Minorities make up about 12 percent of St. Cloud’s population, but 97 percent of area homes are owned by white people, according to a community analysis by Upfront Consulting in St. Cloud. Racial discrimination may play a role: The St. Cloud Human Rights Office confirmed 37 cases of housing discrimination in 2006.

The Upfront analysis also found that minorities are underserved in the health care system.

The research revealed that basic health care for people of color in the area is hindered by the lack of insurance.

Less than 6 percent of white Minnesotans are uninsured, compared with 34 percent of Hispanics, 21 percent of American Indians, 13 percent of African-Americans and 10 percent of Asian-Americans, according to Create CommUNITY’s research.

In the classroom, students of color are not only less likely to graduate from high school and pursue higher education, but they are falling further behind in math and reading achievement.

On the 2005-06 Minnesota Comprehensive Achievement tests, 49 percent of black eighth-graders met the state’s standards for reading, compared with 67 percent for white students.

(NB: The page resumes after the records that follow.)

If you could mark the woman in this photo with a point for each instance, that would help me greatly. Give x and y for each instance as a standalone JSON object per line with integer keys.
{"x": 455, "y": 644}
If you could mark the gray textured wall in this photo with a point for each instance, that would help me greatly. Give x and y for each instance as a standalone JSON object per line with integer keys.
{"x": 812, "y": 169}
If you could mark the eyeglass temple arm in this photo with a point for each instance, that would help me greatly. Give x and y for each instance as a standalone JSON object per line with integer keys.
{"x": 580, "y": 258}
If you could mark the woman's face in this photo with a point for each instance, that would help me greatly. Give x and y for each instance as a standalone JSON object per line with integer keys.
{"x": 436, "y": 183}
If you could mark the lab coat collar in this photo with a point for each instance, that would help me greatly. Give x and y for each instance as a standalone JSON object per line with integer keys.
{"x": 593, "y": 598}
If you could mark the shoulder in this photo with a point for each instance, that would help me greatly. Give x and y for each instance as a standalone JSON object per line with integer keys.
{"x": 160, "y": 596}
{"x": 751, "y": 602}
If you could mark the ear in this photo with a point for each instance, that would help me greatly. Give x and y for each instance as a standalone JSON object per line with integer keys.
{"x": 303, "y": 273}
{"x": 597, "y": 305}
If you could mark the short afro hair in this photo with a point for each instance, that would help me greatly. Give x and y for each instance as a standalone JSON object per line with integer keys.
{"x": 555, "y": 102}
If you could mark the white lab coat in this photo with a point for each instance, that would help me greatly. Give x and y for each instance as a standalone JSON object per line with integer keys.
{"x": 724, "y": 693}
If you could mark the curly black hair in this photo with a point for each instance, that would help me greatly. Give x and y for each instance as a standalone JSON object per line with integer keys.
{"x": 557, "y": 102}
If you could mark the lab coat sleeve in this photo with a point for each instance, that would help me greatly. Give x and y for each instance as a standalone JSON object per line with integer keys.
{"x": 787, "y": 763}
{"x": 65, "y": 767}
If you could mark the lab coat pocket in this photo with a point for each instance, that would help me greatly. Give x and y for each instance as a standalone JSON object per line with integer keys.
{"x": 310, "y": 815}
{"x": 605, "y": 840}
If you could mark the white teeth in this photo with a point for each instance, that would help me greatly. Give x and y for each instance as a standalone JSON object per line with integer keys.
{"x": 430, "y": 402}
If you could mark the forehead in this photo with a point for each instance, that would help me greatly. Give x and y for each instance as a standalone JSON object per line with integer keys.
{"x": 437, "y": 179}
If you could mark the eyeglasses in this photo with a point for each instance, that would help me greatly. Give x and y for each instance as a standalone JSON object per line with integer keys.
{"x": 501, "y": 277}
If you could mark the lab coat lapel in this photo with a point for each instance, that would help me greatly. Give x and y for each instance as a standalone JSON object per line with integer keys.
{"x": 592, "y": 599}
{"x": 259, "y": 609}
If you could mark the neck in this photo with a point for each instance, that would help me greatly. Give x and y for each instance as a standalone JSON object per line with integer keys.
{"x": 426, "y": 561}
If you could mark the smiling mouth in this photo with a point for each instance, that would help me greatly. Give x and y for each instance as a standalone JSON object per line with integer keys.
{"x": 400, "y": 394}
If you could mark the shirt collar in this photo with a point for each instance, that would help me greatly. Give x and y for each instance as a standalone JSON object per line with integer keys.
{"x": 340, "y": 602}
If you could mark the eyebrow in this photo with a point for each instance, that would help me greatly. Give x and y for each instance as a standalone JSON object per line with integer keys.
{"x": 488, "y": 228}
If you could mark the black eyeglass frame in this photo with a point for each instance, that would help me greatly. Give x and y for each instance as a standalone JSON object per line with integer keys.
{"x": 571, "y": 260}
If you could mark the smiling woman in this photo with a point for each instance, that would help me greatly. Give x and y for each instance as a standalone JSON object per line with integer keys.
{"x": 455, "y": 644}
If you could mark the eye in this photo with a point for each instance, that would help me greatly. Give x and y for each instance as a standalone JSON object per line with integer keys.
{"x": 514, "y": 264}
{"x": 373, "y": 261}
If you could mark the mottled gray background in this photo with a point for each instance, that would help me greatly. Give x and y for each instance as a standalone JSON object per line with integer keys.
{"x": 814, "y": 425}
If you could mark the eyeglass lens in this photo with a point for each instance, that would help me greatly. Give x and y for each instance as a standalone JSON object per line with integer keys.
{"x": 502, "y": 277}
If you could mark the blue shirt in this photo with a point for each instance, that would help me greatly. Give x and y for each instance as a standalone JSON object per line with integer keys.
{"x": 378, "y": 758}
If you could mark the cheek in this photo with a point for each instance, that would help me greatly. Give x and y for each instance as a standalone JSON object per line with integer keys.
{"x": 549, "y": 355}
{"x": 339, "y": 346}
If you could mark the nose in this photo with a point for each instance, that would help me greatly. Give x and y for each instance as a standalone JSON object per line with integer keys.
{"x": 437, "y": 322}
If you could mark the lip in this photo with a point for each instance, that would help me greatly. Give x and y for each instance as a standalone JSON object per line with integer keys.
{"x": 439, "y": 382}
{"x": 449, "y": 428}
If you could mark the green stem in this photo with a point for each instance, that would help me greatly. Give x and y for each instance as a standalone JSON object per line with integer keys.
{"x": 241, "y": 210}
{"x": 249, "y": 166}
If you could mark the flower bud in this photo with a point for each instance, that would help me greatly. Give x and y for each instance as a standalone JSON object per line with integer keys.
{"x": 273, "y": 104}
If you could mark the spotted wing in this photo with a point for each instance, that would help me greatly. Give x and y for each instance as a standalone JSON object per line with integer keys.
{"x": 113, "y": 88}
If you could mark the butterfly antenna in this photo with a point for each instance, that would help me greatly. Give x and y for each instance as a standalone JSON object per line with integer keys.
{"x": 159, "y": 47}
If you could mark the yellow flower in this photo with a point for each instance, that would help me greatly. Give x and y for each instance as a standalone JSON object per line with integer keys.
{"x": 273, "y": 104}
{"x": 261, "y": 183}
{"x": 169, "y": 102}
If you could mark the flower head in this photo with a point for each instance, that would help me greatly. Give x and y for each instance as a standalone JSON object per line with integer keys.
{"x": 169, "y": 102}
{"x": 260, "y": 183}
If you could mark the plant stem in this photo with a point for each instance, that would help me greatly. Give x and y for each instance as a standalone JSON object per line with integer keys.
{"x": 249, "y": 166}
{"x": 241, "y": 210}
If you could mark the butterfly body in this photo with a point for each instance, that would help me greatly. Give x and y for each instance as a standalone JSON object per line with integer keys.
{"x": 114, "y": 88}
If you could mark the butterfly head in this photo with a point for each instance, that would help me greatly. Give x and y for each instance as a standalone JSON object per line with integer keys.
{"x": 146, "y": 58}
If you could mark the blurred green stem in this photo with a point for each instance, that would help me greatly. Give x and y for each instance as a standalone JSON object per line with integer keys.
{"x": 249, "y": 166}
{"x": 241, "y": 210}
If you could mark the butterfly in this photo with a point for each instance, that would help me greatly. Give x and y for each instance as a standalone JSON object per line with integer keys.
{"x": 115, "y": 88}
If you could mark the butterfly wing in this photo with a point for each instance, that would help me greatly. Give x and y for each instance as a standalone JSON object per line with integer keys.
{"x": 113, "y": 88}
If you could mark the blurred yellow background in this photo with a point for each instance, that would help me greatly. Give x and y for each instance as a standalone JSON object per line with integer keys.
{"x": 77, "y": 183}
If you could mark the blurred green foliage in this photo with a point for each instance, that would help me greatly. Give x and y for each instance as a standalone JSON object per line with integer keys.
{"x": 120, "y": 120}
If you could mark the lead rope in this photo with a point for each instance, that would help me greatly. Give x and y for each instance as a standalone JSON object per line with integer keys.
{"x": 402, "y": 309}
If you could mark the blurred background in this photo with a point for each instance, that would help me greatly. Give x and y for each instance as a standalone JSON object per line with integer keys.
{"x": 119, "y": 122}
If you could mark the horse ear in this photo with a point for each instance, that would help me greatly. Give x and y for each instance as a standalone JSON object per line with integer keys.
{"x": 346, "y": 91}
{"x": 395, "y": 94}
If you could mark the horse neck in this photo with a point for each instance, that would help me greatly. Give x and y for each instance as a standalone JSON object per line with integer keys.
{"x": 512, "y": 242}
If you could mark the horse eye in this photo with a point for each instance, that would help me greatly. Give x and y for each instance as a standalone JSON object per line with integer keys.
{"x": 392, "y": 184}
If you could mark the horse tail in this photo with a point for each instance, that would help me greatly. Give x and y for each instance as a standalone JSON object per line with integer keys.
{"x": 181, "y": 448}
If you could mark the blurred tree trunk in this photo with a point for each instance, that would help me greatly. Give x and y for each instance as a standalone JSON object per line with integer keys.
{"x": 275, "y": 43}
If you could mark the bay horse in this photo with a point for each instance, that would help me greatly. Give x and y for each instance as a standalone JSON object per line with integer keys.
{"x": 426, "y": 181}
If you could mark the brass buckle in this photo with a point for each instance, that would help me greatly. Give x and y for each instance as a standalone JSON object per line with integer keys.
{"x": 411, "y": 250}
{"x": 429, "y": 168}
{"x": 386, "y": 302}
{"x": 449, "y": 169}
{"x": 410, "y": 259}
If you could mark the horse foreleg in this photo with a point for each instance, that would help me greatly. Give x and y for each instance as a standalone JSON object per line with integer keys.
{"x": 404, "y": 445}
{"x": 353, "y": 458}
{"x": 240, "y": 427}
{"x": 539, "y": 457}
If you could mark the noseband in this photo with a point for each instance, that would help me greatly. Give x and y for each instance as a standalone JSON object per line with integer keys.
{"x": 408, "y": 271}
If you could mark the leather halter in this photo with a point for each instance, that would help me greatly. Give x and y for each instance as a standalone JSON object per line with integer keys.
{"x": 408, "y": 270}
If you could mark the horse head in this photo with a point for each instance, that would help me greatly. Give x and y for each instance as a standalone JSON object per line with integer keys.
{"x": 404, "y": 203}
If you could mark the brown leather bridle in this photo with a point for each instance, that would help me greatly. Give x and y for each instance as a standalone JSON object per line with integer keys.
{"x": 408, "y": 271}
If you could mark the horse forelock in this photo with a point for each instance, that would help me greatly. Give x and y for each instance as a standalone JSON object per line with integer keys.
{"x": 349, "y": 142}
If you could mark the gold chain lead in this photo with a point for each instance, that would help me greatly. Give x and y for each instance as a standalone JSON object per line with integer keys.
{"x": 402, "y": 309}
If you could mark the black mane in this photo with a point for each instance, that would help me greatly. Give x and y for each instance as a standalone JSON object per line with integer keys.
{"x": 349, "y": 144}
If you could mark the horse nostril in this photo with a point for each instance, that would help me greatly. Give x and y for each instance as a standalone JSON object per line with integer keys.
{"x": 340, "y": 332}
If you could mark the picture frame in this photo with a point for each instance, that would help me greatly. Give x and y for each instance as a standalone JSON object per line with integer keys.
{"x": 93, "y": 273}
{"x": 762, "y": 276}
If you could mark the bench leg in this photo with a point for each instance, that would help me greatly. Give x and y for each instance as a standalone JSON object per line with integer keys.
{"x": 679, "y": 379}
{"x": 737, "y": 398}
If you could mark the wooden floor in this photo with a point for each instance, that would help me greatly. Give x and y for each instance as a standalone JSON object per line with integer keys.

In math, the number for black students who met the standards dipped to 20 percent, compared with 58 percent for white students.

White students also held a 93 percent graduation rate from high school, while 63 percent of black students graduated.

Funding breakdown

If the goal of raising $2.1 million is met, Create CommUNITY’s blueprint for using the funds includes allotting $719,000 to build awareness and support professional training, community education and increased marketing for Create CommUNITY and other initiatives.

To combat housing discrimination, Create CommUNITY plans to use $301,000.

A partnership with Tri-County Action Programs is arranged to create seminars directed toward communities of color, which includes rental meetings in native languages when appropriate.

Other goals include the development and administration of a third-party housing discrimination test, which would be conducted randomly until signs of discrimination are eliminated.

Create CommUNITY wants to appropriate $468,000 to expand the local Community Health Worker Program and $116,000 to support projects that would help improve academic performance for minority students.

The $2.1 million figure also includes operation costs to coordinate efforts and measure results, estimated at $298,000 over the next three years, while $225,000 in grants is needed to continue to boost the three target areas.

“Our journey isn’t going to be easy, but we have to open our minds to our differences,” Tripp said. “This is our plan, and this is what we want to do.”